From the moment, I met her I knew that she was a shining light in the darkness. She beamed confidently and positively. She was thin and older and very healthy looking. She had nice short auburn hair that had some volume to it. She was dressed nice, wearing a combination of pants and a nice blouse and relaxed footwear. It was hard to talk to her at first. It took a lot of probing and prying on her end. She told me that a lot of the times good life events can be just as stressful as bad life events. That put my mind at ease a little. We started doing some generic questionnaires.
How often do you feel depressed or anxious? She asked. How often do you drink?
A few weeks or so into seeing Margaret she had told me that it sounded like I simply needed to breathe. I responded by saying that I felt stupid for having to breathe. She responded with the most loving kind response that I’d never soon forget. She easily consoled me and told me that breathing was a basic human necessity. She enthused positively and compassionately. It connects you back to yourself, she said. It’s okay to breathe! It’s wonderful to just take a breath for yourself! She exclaimed.
With tears in my eyes I realized I had placed some weird arbitrary rule on myself that I had to have it together all the time. It was weird. It felt like the first time I could actually be real with a woman who turned and made me feel completely alright with just having to take a time out and take a breath.
Things went slow with Margaret at first and then she opened me up bit by bit. She made me feel safe, and let me learn how to express myself. It was nice to have someone to confide in.
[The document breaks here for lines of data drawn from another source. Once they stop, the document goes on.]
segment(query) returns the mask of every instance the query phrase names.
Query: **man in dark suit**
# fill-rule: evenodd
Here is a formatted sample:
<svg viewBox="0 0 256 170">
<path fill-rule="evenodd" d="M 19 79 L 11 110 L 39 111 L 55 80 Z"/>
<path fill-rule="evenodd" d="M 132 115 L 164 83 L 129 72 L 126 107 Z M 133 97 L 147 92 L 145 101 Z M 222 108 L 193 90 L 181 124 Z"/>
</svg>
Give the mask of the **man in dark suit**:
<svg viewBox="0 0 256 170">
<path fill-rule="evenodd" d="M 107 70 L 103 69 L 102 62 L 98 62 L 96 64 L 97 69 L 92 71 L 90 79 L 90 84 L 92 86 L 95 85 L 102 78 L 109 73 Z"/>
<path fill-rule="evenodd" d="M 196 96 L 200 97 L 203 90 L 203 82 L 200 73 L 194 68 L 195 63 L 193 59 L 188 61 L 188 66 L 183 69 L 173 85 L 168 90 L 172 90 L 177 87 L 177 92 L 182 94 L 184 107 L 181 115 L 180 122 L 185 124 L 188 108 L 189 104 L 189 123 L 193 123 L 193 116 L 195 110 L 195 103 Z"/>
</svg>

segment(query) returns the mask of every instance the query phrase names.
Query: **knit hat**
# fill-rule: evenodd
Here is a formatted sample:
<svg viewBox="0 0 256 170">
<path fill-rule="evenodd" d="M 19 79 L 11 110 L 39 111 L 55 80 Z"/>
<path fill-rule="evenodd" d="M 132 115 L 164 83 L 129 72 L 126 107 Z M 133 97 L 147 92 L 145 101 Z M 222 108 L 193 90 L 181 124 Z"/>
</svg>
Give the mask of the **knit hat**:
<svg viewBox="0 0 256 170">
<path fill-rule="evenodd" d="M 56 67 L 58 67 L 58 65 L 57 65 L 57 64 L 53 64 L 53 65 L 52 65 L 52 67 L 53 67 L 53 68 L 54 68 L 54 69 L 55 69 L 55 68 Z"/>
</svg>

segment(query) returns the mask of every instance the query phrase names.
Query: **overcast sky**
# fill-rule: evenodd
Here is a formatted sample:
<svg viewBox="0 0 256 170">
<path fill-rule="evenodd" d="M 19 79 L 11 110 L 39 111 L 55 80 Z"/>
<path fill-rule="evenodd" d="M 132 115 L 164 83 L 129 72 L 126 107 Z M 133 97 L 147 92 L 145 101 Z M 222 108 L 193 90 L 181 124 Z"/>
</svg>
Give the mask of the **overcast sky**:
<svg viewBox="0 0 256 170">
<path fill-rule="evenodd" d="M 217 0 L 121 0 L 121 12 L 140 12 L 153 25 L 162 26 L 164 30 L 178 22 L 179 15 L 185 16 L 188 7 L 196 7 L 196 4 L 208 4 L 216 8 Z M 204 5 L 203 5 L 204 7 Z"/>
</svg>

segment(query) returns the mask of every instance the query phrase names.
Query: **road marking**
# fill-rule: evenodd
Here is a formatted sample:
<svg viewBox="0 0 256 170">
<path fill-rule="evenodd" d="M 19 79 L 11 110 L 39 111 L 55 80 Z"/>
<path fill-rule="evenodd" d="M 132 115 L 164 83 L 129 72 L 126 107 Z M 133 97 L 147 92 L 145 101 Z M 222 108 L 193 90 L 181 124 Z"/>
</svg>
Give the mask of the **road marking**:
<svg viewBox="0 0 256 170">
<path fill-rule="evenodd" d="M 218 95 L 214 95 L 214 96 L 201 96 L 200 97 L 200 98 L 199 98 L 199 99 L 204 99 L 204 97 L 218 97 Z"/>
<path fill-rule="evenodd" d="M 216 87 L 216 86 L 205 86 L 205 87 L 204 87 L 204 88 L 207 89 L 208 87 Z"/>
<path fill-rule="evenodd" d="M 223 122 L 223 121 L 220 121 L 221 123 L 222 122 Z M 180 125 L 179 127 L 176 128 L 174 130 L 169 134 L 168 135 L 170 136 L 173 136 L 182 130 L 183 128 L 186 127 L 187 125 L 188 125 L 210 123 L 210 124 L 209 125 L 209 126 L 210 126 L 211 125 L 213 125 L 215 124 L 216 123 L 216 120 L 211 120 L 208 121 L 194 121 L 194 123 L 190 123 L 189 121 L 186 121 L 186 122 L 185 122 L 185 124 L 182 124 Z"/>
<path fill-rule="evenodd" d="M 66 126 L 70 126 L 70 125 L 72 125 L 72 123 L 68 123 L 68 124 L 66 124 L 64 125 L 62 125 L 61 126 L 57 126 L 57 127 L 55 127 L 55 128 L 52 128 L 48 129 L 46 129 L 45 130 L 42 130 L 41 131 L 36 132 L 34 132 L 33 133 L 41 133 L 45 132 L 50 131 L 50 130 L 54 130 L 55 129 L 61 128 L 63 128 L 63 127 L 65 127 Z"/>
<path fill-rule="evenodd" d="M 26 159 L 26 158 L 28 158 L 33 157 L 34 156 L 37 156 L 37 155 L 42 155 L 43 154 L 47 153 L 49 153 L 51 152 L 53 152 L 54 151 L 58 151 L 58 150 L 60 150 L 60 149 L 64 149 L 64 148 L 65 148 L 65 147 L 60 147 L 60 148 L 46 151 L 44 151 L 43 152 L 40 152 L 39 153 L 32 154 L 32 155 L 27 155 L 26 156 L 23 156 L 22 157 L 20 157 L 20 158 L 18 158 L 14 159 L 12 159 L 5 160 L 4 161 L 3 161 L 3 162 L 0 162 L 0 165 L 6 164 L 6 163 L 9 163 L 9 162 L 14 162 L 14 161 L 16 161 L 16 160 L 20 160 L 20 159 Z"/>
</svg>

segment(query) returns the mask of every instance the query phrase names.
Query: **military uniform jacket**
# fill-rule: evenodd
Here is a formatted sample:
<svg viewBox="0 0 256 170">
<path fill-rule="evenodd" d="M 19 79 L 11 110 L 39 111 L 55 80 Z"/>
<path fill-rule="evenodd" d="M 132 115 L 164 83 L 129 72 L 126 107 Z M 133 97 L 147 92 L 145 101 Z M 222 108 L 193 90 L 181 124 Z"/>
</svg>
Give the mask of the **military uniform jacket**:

I remember one time early in my treatment I said that I didn’t know what was wrong with me, I only wanted to be happy. She consoled me and asked if it could be alright to just admit that I wasn’t okay.
Yeah I guess so. I never really realized that was an option.
She reassured me that it was okay to not be okay. It felt so good to admit that to myself. That was my starting place for success.
She asked me if I had ever been diagnosed with OCD almost right off the bat. I said no defensively and she seemed to kindly dismiss the subject. Where had that come from? I always thought that people with OCD were the kind of people who had to switch lights on and off so many times before leaving a room. But in a way it felt nice to have her ask me that. It felt good that maybe she thought there was something “wrong” with me. At least it made more sense that I felt panicky all the time.
Over time she taught me what was called emotional freedom tapping where you tap pressure points in your body and face and say what you’re feeling about a certain subject. Tapping started to enable me to get out of my head away from some of my obsessive thoughts and back into my emotions. It provided me a resource that helped me slow down and actually realize I had emotions.
Sure, during maybe a presentation or something I knew I was really nervous to the point where my voice would shake for the entirety of it, but other than that I never recognized myself as a living feeling person. I was merely a person who did good things and felt proud or did “bad” things and felt bad.